Putrajaya likely to fork out more for fuel subsidies, says economist
The government will need to increase spending on fuel subsidies because the price of oil may go up in the coming months, said an economist.
(FMT) – Nazari Ismail of Universiti Malaya said rising geopolitical tensions worldwide could result in an increase in the price of oil.
“The price of oil will likely increase due to the ongoing Israeli attack on the Palestinians. The ongoing Ukraine-Russia conflict is also another factor,” he told FMT.
Nazari said fuel consumption had also increased because of the rising number of cars on the road. This could also be a factor that would require the government to fork out more for subsidies.
He was commenting on the 2022 Auditor-General’s Report, which noted that the government had spent 322% more on subsidies in 2022 than it did in the preceding year, with a large chunk going to subsidising petroleum products.
According to the report, Putrajaya spent RM13.1 billion on subsidies in 2021, which ballooned to RM55.4 billion last year.
The lion’s share of the subsidies – RM45.2 billion, or 81.5% of the total expenditure – was spent on petroleum products, the report released earlier this week said.
Nazari said high oil prices in 2022 forced Malaysia to increase its spending on petroleum subsidies given the number of people who use fuel on a daily basis.
He said the worry of the government at the time was that the people, having become “used to inexpensive fuel prices”, would reject any increase.
“Therefore, the government decided to retain the subsidies,” he said.
However, Geoffrey Williams of the Malaysia University of Science and Technology does not expect fuel prices to go up, noting that they are lower now compared to 2022.

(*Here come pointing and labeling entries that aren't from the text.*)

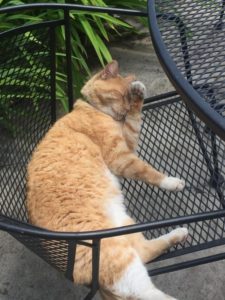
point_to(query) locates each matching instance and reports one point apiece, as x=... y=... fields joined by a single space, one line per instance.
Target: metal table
x=189 y=40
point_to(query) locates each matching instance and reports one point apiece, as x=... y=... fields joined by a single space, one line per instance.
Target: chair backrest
x=27 y=108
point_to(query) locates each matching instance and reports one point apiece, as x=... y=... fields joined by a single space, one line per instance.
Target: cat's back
x=67 y=175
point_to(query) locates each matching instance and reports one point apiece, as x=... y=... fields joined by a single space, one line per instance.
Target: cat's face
x=109 y=92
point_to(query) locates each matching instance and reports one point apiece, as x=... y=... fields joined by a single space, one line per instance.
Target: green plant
x=90 y=34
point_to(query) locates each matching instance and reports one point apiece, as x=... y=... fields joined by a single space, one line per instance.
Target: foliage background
x=91 y=34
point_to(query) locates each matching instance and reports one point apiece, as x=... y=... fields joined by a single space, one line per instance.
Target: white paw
x=138 y=88
x=172 y=184
x=177 y=236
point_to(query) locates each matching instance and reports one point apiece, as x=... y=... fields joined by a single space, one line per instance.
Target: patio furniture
x=183 y=131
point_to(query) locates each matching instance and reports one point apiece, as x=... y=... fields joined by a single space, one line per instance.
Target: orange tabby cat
x=72 y=184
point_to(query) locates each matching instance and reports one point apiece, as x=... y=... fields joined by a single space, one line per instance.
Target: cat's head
x=109 y=92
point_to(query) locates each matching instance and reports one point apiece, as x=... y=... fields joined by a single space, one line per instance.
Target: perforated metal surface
x=194 y=35
x=25 y=111
x=169 y=142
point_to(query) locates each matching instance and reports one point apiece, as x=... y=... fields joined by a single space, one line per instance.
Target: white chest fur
x=115 y=208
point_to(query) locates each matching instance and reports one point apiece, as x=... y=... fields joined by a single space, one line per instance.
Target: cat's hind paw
x=172 y=184
x=177 y=236
x=137 y=88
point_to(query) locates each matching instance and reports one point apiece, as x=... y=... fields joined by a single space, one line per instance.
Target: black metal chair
x=177 y=136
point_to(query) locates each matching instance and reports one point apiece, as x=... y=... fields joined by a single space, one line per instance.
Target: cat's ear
x=110 y=71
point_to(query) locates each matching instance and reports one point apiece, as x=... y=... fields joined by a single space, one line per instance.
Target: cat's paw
x=172 y=184
x=177 y=236
x=137 y=88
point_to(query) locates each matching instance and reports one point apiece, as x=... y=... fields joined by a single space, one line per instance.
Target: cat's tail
x=133 y=283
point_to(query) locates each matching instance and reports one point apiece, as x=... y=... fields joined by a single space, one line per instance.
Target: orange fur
x=68 y=176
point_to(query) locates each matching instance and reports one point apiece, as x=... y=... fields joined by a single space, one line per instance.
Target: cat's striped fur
x=72 y=183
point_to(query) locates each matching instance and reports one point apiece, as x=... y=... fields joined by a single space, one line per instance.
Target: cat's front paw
x=172 y=184
x=138 y=89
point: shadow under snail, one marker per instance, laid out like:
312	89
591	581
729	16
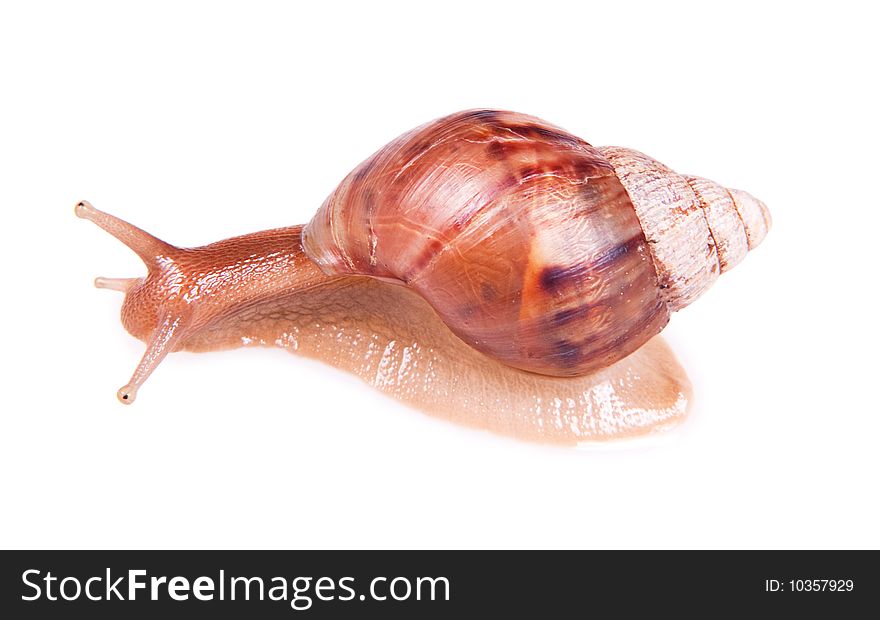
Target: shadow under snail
486	267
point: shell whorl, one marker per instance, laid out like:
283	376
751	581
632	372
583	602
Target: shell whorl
696	229
533	246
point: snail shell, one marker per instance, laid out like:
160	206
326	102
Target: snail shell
533	246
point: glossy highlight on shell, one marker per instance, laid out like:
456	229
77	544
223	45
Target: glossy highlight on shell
529	242
487	267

Instead, Williams said, the government should stop giving huge subsidies, noting that raising taxes to spend on subsidies would damage the nation’s economy.
“Overall spending should not be increased in the 2024 budget, and the focus must be on reducing subsidies, wastage, leakages and corruption,” he said.
Economy minister Rafizi Ramli said the price of energy, especially crude oil, was high. As a result, he told reporters that government expenditure on subsidies was likely to increase further in the future unless action was taken now to address the issue.
Rafizi said the high subsidy costs were partly due to leakages in the system, notably involving diesel.
He said these leakages stemmed from the disparity between the subsidised and unsubsidised diesel prices, which have been exploited by certain industries and individuals.
“(Because) diesel prices are artificially capped at the pump, we are witnessing people filling up their tanks with diesel at pump stations, and then they sell it to industry,” he told reporters after launching the World Bank’s Malaysia Economic Monitor October 2023 edition on Tuesday.